This tutorial covers mixing C/C++ and FORTRAN together, allowing C/C++ to call
FORTRAN functions and FORTRAN to call C/C++ functions.
Integrating C/C++ and FORTRAN into a single executable relies upon
knowing how to interface the function calls, argument list and global data
structures so the symbols match in the object code during linking.
Native C layout (row-major order) is NOT equivalent to the FORTRAN layout: int a[2][3];
a[0][0]
a[0][1]
a[0][2]
a[1][0]
a[1][1]
a[1][2]
Thus:
Equivalent multidimension arrays:
FORTRAN 77: INTEGER I(2,3,4)
FORTRAN 90: INTEGER, DIMENSION(2,3,4) :: I
C: int i[4][3][2];
Accessing a FORTRAN array in C:
Native FORTRAN:
INTEGER I,J,NI,NJ
PARAMETER(NI=2,NJ=3)
INTEGER B(NI,NJ) same as B(2,3)
DO J = 1, NJ loop to 3
DO I = 1, NI loop to 2
PRINT 10, I, J, B(I,J)
10 FORMAT(‘B(', I1, ',', I1, ') =', I2)
END DO
END DO
Native C:
int a[3][2])
int i, j;
for (i = 0; i < 3; i++)
for (j = 0; j < 2; j++)
printf(“a[%d][%d] = %d\n”, i, j, a[i][j]);
C array a[3][2] memory layout:
a[0][0]
a[0][1]
a[1][0]
a[1][1]
a[2][0]
a[2][1]
In FORTRAN 90, also check out the "RESHAPE" directive.
It is best not to re-dimension multi dimensional arrays within a function. Pass array size "n" and declare array as x[n][];
Linking FORTRAN And C Subroutines:
Fortran subroutines are the equivalent of "C" functions returning "(void)".
Note:
The entry point names for some FORTRAN compilers have an underscore appended
to the name.
This is also true for common block/structure names as shown above.
FORTRAN
C
CALL SUBRA( ... )
subra_( ... )
The f77 comiler flags "-fno-underscore" and "-fno-second-underscore"

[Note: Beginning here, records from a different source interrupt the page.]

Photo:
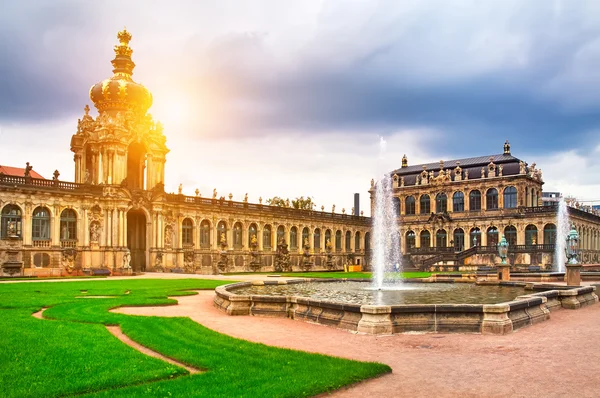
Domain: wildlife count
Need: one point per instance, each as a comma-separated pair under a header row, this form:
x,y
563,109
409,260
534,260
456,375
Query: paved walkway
x,y
556,358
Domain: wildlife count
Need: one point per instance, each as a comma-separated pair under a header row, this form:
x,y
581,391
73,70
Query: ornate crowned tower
x,y
123,145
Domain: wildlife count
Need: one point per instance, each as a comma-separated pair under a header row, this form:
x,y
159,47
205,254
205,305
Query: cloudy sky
x,y
291,98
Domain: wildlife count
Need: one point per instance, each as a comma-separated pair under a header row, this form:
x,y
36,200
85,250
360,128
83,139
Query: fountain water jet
x,y
562,229
386,238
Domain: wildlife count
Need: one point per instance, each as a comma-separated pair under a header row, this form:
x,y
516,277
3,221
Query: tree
x,y
303,204
298,203
276,201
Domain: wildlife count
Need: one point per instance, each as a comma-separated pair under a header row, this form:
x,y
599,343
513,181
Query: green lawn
x,y
73,353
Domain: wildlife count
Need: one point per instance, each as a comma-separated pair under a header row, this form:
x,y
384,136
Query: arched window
x,y
328,238
252,234
441,203
425,239
409,205
317,239
425,204
458,202
187,232
205,234
237,235
475,200
40,224
411,240
492,236
475,237
491,199
441,238
510,197
267,237
11,221
294,238
459,239
68,225
510,233
305,234
396,202
280,234
338,240
530,235
549,234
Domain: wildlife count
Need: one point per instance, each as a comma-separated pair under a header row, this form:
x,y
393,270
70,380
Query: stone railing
x,y
9,180
270,210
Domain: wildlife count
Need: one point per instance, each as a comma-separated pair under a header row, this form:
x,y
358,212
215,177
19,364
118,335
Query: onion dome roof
x,y
120,92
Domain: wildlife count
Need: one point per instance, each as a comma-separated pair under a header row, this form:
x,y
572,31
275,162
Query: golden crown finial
x,y
124,36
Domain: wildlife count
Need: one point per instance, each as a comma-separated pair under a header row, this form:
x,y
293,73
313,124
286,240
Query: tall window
x,y
409,204
68,225
459,239
305,234
317,239
338,240
425,239
11,221
410,240
294,238
475,200
510,233
237,235
441,238
510,197
40,224
458,202
441,203
267,237
280,234
396,202
492,236
549,234
531,235
252,233
491,199
328,236
425,204
205,234
475,237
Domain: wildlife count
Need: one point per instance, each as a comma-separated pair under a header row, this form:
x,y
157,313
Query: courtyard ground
x,y
556,358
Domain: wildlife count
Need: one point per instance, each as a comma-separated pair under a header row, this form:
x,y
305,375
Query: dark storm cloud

will alter the default naming in the object code and thus affect linking.
One may view the object file with the command nm (i.e.: nm file.o).
Note: The case in FORTRAN is NOT preserved and is represented in lower case in the object file. The g77 compiler option "-fsource-case-lower" is default.

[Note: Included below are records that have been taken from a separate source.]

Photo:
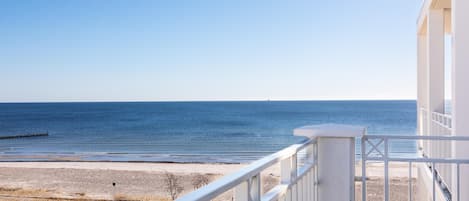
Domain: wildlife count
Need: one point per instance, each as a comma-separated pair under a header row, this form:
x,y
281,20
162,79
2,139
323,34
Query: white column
x,y
436,72
422,78
422,90
336,159
460,84
436,60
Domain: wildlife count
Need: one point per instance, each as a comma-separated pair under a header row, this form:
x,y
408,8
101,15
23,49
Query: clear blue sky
x,y
97,50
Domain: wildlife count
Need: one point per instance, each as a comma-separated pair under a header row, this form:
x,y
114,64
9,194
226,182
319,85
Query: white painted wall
x,y
460,87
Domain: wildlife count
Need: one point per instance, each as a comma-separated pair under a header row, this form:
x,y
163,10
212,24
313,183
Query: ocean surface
x,y
225,132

GNU g77 FORTRAN can be case sensitive with the compile option "-fsource-case-preserve".
NOTE: When debugging with GDB, the Fortran subroutines must be referenced
with names as they appear in the symbol table. This is the same as the "C"

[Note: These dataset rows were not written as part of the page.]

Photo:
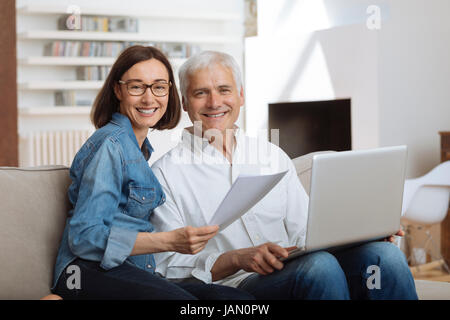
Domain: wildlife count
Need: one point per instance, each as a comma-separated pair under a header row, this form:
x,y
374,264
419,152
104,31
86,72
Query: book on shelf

representation. Thus when setting a break point at the Fortran
subroutine subra(), issue the comand "break subra_".
I have also seen the passing of a data structure containing two elements,
the character string and an integer storing the length. This is common with databases such as Oracle.
Classic AT&T UNIX:
When passing character strings, the length must be appended as separate
arguments which are passed by value.
C expects strings to be null-terminated. Thus character strings from FORTRAN which are passed back to "C" should be null terminated with CHAR(0)
CHARACTER(LEN=32) :: sample_string = "This is a sample"//CHAR(0)
or
CALL SUBRA ('A string'//CHAR(0))
Alternate Returns:
FORTRAN
C
call sub(a,b,c,*,*) return 1 end
int sub_(int *a,int *b,int *c) { return(1) }
goto(1, 2, 3), sub()
if( sub() ) goto ERRS;
Note:
When using alternate returns to turn on/off an intlevel by returning
a 1/0 you must use a FORTRAN wrapper to perform this function on the
CSC Norwich mainframe. This is because the C compiler is old.
Buffering output:
Your machine may be configured where the output buffering defaults for FORTRAN
and C may be configured the same or differently.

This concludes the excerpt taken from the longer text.